「あかん…の?」
「そうや。
トモちゃん、誰にも言うたらあかんで」
オジサンは強い眼差しで言った。
「どうして?」
「そら…おかしい子や思われるからや」
そうだろうか?
ママにはそう思われるかもしれない、でも涼太なら分かってくれるかも。
オジサンにそう言おうとしたら、
「それ、もうちょっとおくれ」
かっぱえびせんはもうなくなっていた。
「あ、うんどうぞ」
「やめられない止まらな~い、かっぱえびせん!」
歌いながらかっぱえびせんをかじるオジサン、お尻フリフリ踊りなんだか芸人さんみたいで可笑しい。
「あはははっ!」
思わず笑ってしまった。
「トモちゃん、さっきの話やけどな」
オジサンはまた真顔になった。
「ワシは飼いならされへん、自由な男や。
そやから危険でもなんでも外の世界で生きていく。
それがこのワシ、それこそがオジーなんや」
「わかったよオジサン」
「すまんねトモちゃん」
「ううん。
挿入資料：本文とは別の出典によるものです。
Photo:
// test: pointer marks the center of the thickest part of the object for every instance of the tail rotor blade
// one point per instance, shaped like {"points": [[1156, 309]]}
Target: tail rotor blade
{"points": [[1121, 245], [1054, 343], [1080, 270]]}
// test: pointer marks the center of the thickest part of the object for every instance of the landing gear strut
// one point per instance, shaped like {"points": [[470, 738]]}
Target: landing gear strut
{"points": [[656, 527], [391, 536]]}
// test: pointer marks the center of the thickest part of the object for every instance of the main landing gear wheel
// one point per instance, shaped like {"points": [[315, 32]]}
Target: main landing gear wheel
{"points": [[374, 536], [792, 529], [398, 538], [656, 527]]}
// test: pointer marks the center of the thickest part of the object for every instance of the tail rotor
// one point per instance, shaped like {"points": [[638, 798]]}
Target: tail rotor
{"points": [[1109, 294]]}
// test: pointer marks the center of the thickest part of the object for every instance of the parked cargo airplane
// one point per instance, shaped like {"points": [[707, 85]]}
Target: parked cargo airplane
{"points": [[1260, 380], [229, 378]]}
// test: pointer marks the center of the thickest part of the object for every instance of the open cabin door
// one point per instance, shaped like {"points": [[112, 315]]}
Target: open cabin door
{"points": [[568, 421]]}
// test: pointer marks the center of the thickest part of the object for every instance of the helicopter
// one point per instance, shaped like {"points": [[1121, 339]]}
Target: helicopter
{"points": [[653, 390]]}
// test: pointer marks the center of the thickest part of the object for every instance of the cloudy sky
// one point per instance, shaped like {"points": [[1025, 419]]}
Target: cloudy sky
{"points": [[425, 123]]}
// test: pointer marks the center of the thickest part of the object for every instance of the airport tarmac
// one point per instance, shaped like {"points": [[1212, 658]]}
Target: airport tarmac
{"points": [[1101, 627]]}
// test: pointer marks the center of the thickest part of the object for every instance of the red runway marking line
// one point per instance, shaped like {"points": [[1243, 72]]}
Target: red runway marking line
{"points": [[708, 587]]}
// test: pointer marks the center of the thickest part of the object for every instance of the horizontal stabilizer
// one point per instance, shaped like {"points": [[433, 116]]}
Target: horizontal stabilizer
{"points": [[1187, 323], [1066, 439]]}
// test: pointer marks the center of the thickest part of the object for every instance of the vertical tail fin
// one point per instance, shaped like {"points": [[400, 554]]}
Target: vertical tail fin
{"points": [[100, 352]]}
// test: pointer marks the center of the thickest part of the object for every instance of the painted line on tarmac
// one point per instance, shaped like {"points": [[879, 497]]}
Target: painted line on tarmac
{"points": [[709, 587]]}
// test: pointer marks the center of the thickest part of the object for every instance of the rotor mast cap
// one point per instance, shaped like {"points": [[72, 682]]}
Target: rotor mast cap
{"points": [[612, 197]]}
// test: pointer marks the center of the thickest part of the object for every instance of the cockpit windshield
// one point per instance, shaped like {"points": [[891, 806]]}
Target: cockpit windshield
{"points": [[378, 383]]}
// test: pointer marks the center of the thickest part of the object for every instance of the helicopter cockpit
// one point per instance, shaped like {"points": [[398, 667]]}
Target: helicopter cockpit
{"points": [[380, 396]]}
でもホントに気をつけてね」
「朋緒!塾に遅れるわよ」
ママの声がした。いつの間に帰宅してたんだろうか。
「あ、いけない、もうそんな時間か」
「今どきの子どもは過酷やなあ。ほなまた!」
「オジサン、気をつけてね!」
かっぱえびせんを大切そうに抱え、窓の隙間から外に出たオジサン。
朋緒はアジサイの中に入るまで見送っていた。
と、急にママが部屋に。
「朋緒、なに一人で話してたの?」
「一人じゃないよ」
あ、いけない。
トモちゃん、誰にも言うたらあかんで。